Impact and effectiveness
9.
Would the Commission’s proposal for an FTT be effective in addressing short term volatility and curbing harmful speculation? Would it reduce excessive risk taking?
10.
What would be the impact of the FTT on market liquidity? What effect would the FTT have on speculation in sovereign debt markets?
11.
How easily could the FTT tax be circumvented by market operators?
Impact of the FTT in the UK
12.
What impact would the FTT have on the UK’s financial services sector and the City of London, as well as the UK economy more broadly? If a significant proportion of any transaction tax accrued in London, would the burden necessarily fall on British citizens?
13.
How would you assess the likelihood that the FTT would cause financial services to relocate outside the EU, or contribute to a migration of financial transactions towards less regulated parts of the financial sector? Does the UK experience with the stamp duty demonstrate that a modest FTT is not inconsistent with maintaining a successful stock exchange?
14.
Will the FTT duplicate existing taxes in countries which have already implemented a bank levy, such as the UK?
Implementation
15.
Could such an FTT be plausibly introduced at an EU level, or would an FTT only be effective if introduced globally? Should an FTT be introduced at EU level regardless of whether it is introduced at a global level? In the event that an FTT is not introduced at EU level, would there be a case for its implementation by euro area countries alone?
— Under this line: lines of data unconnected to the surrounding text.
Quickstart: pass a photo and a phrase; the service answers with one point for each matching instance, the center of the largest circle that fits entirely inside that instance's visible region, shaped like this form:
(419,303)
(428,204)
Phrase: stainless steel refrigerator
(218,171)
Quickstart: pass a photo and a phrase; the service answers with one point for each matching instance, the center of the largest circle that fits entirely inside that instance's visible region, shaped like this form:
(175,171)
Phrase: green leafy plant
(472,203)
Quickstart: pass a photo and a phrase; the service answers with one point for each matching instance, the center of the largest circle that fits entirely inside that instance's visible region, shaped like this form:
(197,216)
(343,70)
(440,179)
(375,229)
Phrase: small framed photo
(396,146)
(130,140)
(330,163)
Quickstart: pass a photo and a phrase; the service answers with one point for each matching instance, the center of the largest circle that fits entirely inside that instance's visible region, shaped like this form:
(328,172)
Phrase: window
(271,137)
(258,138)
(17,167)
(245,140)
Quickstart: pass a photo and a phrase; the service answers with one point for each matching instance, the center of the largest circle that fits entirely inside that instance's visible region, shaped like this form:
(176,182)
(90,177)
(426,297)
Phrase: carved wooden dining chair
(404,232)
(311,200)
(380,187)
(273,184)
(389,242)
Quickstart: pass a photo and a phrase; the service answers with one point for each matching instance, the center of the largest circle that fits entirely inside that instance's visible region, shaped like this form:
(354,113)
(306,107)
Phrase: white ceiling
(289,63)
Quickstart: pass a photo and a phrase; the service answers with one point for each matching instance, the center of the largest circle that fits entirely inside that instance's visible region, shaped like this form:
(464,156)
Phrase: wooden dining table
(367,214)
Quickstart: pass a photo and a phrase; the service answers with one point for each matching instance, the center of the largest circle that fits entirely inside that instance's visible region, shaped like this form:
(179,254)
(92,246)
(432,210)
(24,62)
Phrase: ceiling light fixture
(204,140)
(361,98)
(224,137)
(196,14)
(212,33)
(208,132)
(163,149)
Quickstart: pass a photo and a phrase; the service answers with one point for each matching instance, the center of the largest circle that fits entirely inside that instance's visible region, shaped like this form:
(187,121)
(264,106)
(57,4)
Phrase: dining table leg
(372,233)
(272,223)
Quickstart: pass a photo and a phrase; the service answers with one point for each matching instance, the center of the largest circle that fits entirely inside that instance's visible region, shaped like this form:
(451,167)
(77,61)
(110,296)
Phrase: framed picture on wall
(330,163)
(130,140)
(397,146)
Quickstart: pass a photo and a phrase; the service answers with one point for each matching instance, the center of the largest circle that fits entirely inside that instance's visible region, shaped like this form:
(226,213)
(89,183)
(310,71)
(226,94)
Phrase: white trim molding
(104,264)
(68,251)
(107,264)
http://www.parliament.uk/documents/lords-committees/eu-sub-com-a/FinancialTransactionTax/CfEFTT.pdf
 
I thought this was interesting:

H.K. Tops US, UK in Financial Market Growth:

http://www.bloomberg.com/news/print/2011-12-14/h-k-tops-u-s-u-k-in-financial-market-growth.html

"Hong Kong topped the World Economic Forum’s 2011 index of financial market development, supplanting the U.S. and U.K. from the highest rankings for the first time."

"The U.S. and U.K. each dropped one place from last year to rank second and third respectively in the forum’s fourth annual Financial Development Report published yesterday. Hong Kong jumped from fourth, making it the first Asian financial center to lead the 60-country index, helped by non-banking services such as initial public offerings and insurance, it said."

“We are working very hard to maintain Hong Kong’s competitive advantages and increase Hong Kong’s capital markets,” K. C. Chan, the city’s secretary for financial services and the Treasury, said today. “In the future years, developing Hong Kong’s renminbi business will give our financial center an additional boost.”



I'm sure Hong Kong would be more than happy to take on more financial transactions if some country is stupid enough to enact a ftt:)

-Guru
 
Had a quick skim through the written testimony, the Welcome Trust (which has $20billion itself) reckons european charities have $250 billion in investment assets and says the following:

If a FTT is introduced, we would argue that it should not apply to charities

These charities are so hypocritical, they seem to be ok with the FTT as long as they dont have to pay it.